Unrivaled 2025: Bill Carmody of Susman Godfrey

June 25, 2025, 9:30 AM UTC

You served as lead trial counsel in In re: National Football League’s Sunday Ticket Antitrust Litigation. The jury awarded more than $4.7 billion in damages, one of the largest antitrust verdicts in US history. Though the trial court vacated this verdict on a post-trial motion, it left untouched the jury’s determination that the NFL violated two different provisions of the Sherman Act. Can you tell us about your trial strategy?

Our trial strategy was to expose the truth – and we did so by using the NFL’s own internal documents. We trusted that if we explained the story using the NFL’s own documents, then we would not need to “dumb things down” even though it was a complicated antitrust case. We believed that this strategy would prevent the NFL from credibly denying the truth and that the jury would be smart enough to understand why the NFL’s actions were so anticompetitive.

At a very high level, the case was about how the NFL teams reached a series of agreements with each other, with over-the-air broadcasters FOX and CBS, and with DirecTV to (1) require that out-of-market Sunday games were sold only as an exclusive DirecTV package for a “premium” price (2) in order to limit distribution of those out-of-market games and (3) in turn protect FOX and CBS from competition for viewership. In exchange, DirecTV, CBS, and FOX paid the NFL significant “exclusivity premiums” to the tune of billions of dollars – while the NFL’s most avid fans were overcharged and underserved.

Those core facts could not be disputed at trial. And while NFL witnesses denied during their sworn testimony that the NFL had any involvement in influencing the specific price DirecTV charged for Sunday Ticket, we didn’t let that discourage us. Instead, we embraced that testimony and showed the jury, based on the NFL’s own documents, that this “company line” simply wasn’t true.

Can you describe a major hurdle that happened during the course of the NFL antitrust case? How did you overcome it?

The case was initially dismissed on the pleadings, a decision which we appealed to the Ninth Circuit and successfully reversed. Obviously, we are facing a similar challenge now based on the trial court’s post-trial rulings and are similarly appealing. We hope the jury’s verdict, and the truth, will prevail.

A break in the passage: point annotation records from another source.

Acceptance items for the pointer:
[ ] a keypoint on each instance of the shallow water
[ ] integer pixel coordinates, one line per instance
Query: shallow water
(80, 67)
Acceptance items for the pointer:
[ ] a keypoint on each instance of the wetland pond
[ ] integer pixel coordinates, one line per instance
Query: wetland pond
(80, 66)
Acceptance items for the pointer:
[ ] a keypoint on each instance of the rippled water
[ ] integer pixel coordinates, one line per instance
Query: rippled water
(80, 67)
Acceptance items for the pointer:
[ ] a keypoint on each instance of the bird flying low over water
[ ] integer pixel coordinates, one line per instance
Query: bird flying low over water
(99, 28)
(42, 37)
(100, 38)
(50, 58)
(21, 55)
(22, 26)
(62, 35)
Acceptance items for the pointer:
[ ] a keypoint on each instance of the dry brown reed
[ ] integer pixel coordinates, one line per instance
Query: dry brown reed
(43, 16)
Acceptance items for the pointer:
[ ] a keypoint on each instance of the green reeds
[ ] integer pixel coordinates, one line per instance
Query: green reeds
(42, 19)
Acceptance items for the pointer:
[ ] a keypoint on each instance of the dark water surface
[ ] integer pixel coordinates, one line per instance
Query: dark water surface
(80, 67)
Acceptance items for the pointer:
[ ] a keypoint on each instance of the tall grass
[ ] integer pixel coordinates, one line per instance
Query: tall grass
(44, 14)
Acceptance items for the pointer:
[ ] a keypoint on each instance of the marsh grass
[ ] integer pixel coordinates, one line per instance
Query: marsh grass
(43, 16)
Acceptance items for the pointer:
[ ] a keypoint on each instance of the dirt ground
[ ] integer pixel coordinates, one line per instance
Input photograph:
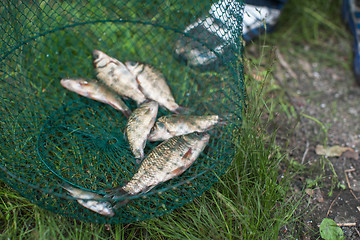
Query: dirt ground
(318, 82)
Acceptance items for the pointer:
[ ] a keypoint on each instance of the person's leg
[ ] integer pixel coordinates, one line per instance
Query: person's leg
(351, 14)
(219, 30)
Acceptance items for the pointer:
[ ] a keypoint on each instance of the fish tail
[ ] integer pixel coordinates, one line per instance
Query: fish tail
(127, 113)
(222, 121)
(183, 110)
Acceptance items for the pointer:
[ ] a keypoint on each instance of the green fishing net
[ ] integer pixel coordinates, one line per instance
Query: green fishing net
(51, 136)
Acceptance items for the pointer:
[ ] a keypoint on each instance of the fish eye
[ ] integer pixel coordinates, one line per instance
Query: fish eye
(84, 82)
(132, 64)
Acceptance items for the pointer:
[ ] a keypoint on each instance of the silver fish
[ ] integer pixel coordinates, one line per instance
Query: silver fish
(153, 85)
(166, 161)
(101, 207)
(174, 125)
(116, 76)
(96, 90)
(138, 127)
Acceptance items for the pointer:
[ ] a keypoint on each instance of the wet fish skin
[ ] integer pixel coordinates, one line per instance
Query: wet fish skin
(153, 85)
(167, 160)
(97, 91)
(101, 207)
(138, 127)
(116, 76)
(174, 125)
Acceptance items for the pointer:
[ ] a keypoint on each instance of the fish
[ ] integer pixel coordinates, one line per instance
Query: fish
(100, 207)
(116, 76)
(153, 85)
(139, 126)
(97, 91)
(166, 161)
(174, 125)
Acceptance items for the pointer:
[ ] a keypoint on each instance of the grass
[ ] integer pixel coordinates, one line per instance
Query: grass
(251, 200)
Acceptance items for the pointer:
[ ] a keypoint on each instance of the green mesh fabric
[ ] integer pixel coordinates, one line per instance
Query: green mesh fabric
(50, 135)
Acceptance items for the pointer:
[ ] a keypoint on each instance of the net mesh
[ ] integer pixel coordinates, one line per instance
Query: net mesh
(50, 135)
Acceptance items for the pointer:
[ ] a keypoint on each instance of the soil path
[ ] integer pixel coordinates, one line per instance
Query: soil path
(319, 84)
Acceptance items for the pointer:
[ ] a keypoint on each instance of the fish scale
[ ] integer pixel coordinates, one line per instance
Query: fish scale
(153, 85)
(168, 160)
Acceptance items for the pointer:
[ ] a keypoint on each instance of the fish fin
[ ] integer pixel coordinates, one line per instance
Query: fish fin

When did you first know you wanted to be a trial lawyer? What clicked for you?

As a kid—and I’m dating myself—I loved Perry Mason. The investigation, trial traps, and jury verdicts captivated me. I loved the theater of trial and wanted to be the one who captivated the jury and convinced them of the right result — a win for my client.

What are the major keys to winning over a jury or a judge?

Be yourself. Too often, lawyers try to act like someone else and juries see right through it. They can spot the act a mile away. The moment you start pretending, you create a wall between yourself and the very people you need to persuade.
A jury will only believe you if you are genuine and comfortable in your own skin. That’s why authenticity is every trial lawyer’s greatest weapon.

What’s the best advice a mentor lawyer or judge gave you about trial prep?

“You don’t have to be the smartest lawyer in the courtroom, but you had better be the most prepared. The most prepared will win almost every time.”